Maximize Employee Retention with Machine Learning

load
main
RF
MLP
GBC

Inspiration

One of the main concerns of HR departments in companies is to retain critical talent within the companies. However, as most HR departments lack expertise in calculating risks, we aim to create a comprehensive and efficient model which allow users to calculate risk scores for individual employees leaving and evaluate significant factors leading to employees' dissatisfaction along with suggestions for improvements with certain constraints imposed.

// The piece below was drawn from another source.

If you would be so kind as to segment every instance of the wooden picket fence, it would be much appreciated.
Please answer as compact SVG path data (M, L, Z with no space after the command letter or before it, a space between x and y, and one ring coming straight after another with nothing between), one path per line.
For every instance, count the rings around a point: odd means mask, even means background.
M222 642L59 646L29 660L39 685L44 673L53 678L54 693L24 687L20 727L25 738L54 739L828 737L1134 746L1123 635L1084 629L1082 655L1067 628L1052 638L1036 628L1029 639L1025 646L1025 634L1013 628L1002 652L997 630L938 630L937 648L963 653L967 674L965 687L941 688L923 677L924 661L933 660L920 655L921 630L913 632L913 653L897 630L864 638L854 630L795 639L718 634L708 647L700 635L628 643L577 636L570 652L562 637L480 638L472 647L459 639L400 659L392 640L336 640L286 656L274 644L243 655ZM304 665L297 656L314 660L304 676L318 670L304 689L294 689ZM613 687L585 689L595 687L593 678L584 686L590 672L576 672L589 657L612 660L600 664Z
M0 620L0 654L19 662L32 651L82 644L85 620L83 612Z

We also want to create a model which can be updated on a regular basis for optimal accuracy and relevance. With the presence of large numbers of predictor variables and complex non-linear variable interactions involved, we used various machine learning techniques to create our predictive model. The use of machine learning feeds to the flexibility of our model, as HR managers can pick any employee factors (e.g. salary, department, etc.) for this predictive analysis. We hope to facilitate employee engagement and retention plans within companies and ultimately achieve a win-win situation between employees and employers.

What it does

Our program first requires the input of past companies data from the user in a spreadsheet (.csv) file. The spreadsheet does not necessarily have to be in numerical form as our program converts strings to numbers. The program then requests user to choose one out of three modelling techniques, namely MultiLayer Perceptron (MLP), Random Forest (RF) and Gradient Boosting Classifier (GBC). Each model will output its precision, while the rf and gbc allows feature ranking, which finds the more important employee factors. The user can then choose the model to use based on accuracy and need for feature ranking, and conduct further predictive analysis with the chosen model. In order to produce suggestions for employees to maximize chance of employees to say, Genetic Algorithm (GA) was tested but not implemented into the final program, due to lack of consistency and reproducibility, and was thus added to future plans.

How I built it

Our modelling program is built based on Python and constructed in a Read-Eval-Print Loop (REPL) style. The program was decomposed into three main segments: input processing, modelling and user interface. For input processing, the csv file inputted by the user is first modified in which string values are converted to float values for processing purposes. The input data are then split into two tests, one for training and the other for testing. If the training data is skewed by a certain degree, Synthetic Minority Over-Sampling Technique (SMOTE) is used to balance the data to correct oversampling. For modelling, three training machine learning models were created: MLP, RF and GBC. In MLP, to find the best activation function, solver and estimate number of hidden layers, an exhaustive approach was taken. In both RF and GBC, with the help of machine learning modules, we carried out data training and accuracy calculation of models based on testing data. By carrying out simple comparisons using values obtained from feature importance, we managed to rank features by their importance. Lastly, regarding user interface, we adhered to a REPL style of coding, as users can choose which models to use and save, and conduct other useful features. Snippets of our codes and our python code are attached for more details.

Challenges I ran into

While our main goal was to create a program which efficiently trains models for predictive analysis, we were also hoping to design a user-interface that is more user-friendly and simpler to interact especially for users who lack knowledge in coding. However, due to time constraints, we were unable to complete that.

As our team had minimal experience in machine learning, we initially had problems fully grasping the idea of various machine learning techniques such as genetic algorithm. Instead of immediately delving into the coding part of our project at the start, we spent an hour browsing the web and YouTube videos to have a deeper understanding in machine learning.

As this is our team's first hackathon, we were not used to the long period of brainstorming and coding, leading to fatigue and lost of concentration throughout the hackathon. However, with proper time management and task delegation, we are satisfied with our end product and also had fun throughout the process.

We also wanted to implement plot.ly in our program, to plot graphs which acts as visual aids for more comprehensive understanding of our models results. Due to lack of knowledge and time, we decided that it is not a significant feature to be implemented in our prototype.

Accomplishments that I'm proud of

Completed our first hackathon project!! Designed a solution that may possibly contribute to bigger projects. Stayed awake for 20+ hours!

What I learned

How to use a variety of machine learning modules in Python. How to use pandas instead of csv modules to modify csv files in a more modern and efficient way. How to work together as a team and delegate tasks based on one's strength and interest.

Future plans

Implement Genetic Algorithm (GA) to provide suggestions for optimal parameters to reach satisfactory threshold for probability of employees to stay in their companies. Also, user can choose which parameter to alter. User-friendly interface for aesthetic and convenience purposes. Implementation of UI graphs for visualizing purposes.